Queermance Anthology, Volume 2 Read online




  QUEERMANCE VOLUME 2

  edited by

  LINDY CAMERON

  SEXY, EROTIC, ROMANTIC, QUEER

  AUSTRALIAN WRITING

  Queermance Anthology Volume 2

  Queermance Volume 2 - which coincides with the celebration of Melbourne’s second Queermance Literary Festival - is an anthology of erotically-charged romances from well-known, emerging and aspiring writers.

  Volume 2 features fabulous tales of love and lust by NM Harris, Matthew Lang, Beck Mitchell, JJ Carroll, Lou Kohler, JRF Coates, Renae Kaye, Isabelle Rowan, May Wilson, Marion Adams, Scott Thornby, Nicole Field, EE Montgomery, Dominica Malcolm and Victoria Brown.

  FIRST KISS

  J.J. Carroll

  1.

  It was the dying time.

  Col didn’t want to shiver, didn’t even like the way that stupid thought had wormed its way into his thoughts. Around three in the morning, and everything strangely quiet - not really dark, because it was never completely dark on the ward. Never completely quiet either, but just for that moment there was a stillness, somehow a silence, where there was so rarely a silence. Almost a gap in time. Sebby looked at Col with those big eyes, and the pair of them so still and scared in that moment, both of them weirdly unreal in the faint, green light from the monitors.

  ‘I feel like a fish in a tank. Just swimming around and not knowing I’m in a tank and going nowhere. Maybe it’s better to be a fish and then you never know you’re going nowhere; and it won’t hurt anymore.’

  Sebby had said that not long ago, on an early morning such as this, when it was too quiet. And maybe there was something aquarium-strange about the light that had triggered that thought, and maybe it was just the simple helplessness of a kid trapped and scared and dying. It wasn’t like Sebby, though. Sebby was one of the real fighters, one of the stoics; he just kept going, taking anything and everything without complaint, because Sebby just never gave up. He wouldn’t. He’d claw his way through pain and fear every day, and do it because he would not give up a single day of his life without a fight. But now, maybe Sebby had just got to the point where the fight was going out of him, to a place where there was acceptance that he couldn’t fight any longer. Not a happy acceptance, but knowing he’d almost reached the end.

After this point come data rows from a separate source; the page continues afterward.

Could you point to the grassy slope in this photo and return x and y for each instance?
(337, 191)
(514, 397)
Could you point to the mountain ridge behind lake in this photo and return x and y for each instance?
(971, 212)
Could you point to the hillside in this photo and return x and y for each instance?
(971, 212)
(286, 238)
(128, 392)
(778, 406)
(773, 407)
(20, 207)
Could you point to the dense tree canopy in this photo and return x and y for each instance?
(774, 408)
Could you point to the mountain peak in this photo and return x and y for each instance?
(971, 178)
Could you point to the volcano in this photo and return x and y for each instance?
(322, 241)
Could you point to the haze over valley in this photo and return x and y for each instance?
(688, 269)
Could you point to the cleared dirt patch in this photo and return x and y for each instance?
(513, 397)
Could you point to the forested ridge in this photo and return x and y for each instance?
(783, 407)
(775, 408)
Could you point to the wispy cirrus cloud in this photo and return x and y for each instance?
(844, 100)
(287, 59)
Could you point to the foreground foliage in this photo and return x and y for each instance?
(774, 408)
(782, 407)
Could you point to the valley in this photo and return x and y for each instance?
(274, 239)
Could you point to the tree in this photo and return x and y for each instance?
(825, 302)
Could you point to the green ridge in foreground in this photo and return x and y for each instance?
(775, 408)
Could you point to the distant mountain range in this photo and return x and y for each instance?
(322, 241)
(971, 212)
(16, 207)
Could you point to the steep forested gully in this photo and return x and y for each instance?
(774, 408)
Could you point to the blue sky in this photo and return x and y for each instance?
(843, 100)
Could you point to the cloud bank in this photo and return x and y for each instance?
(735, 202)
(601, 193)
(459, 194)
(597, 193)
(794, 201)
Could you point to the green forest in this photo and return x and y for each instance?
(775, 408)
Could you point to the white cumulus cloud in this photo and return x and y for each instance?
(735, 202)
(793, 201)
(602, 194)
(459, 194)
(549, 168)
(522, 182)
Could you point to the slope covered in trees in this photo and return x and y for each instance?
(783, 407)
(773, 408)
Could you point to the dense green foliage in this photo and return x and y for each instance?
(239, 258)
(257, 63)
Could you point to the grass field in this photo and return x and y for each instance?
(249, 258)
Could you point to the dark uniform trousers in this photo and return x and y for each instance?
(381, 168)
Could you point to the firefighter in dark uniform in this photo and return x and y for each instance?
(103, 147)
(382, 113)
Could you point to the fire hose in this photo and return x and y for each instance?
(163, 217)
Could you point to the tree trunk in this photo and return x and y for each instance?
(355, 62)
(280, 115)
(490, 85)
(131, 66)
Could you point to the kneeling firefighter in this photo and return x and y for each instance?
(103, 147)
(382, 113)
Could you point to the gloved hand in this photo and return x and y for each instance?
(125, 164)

  People always asked Col how he could bear nursing children with cancer. Or else they thought Col was some kind of saint for doing it. What could he say? There was such… bravery about these kids. They dealt with pain, agony, fear, and the possibility of death and they were just so damn brave, and accepting. And so many of them seemed like old souls. A strange thought for a man who wasn’t sure he believed in God, but somehow still believed in souls.

  ‘I want you to kiss me.’

  Col had ignored the words, pretended he didn’t hear them. Sebby was just a kid, a baby, a patient, and Col was his nurse, his caregiver. Kissing most certainly did not come into it, not in any shape or form.

  Sebby kept talking, quietly, slowly. ‘I’m not going to grow up. I’m never going to own a car, or even drive one, legally. I’m not going to get smashed and dance like a maniac at my eighteenth birthday party. I’m never going to have a boyfriend. I’ll probably never tell my parents I’m gay. This is it, Col. And I want you to kiss me.’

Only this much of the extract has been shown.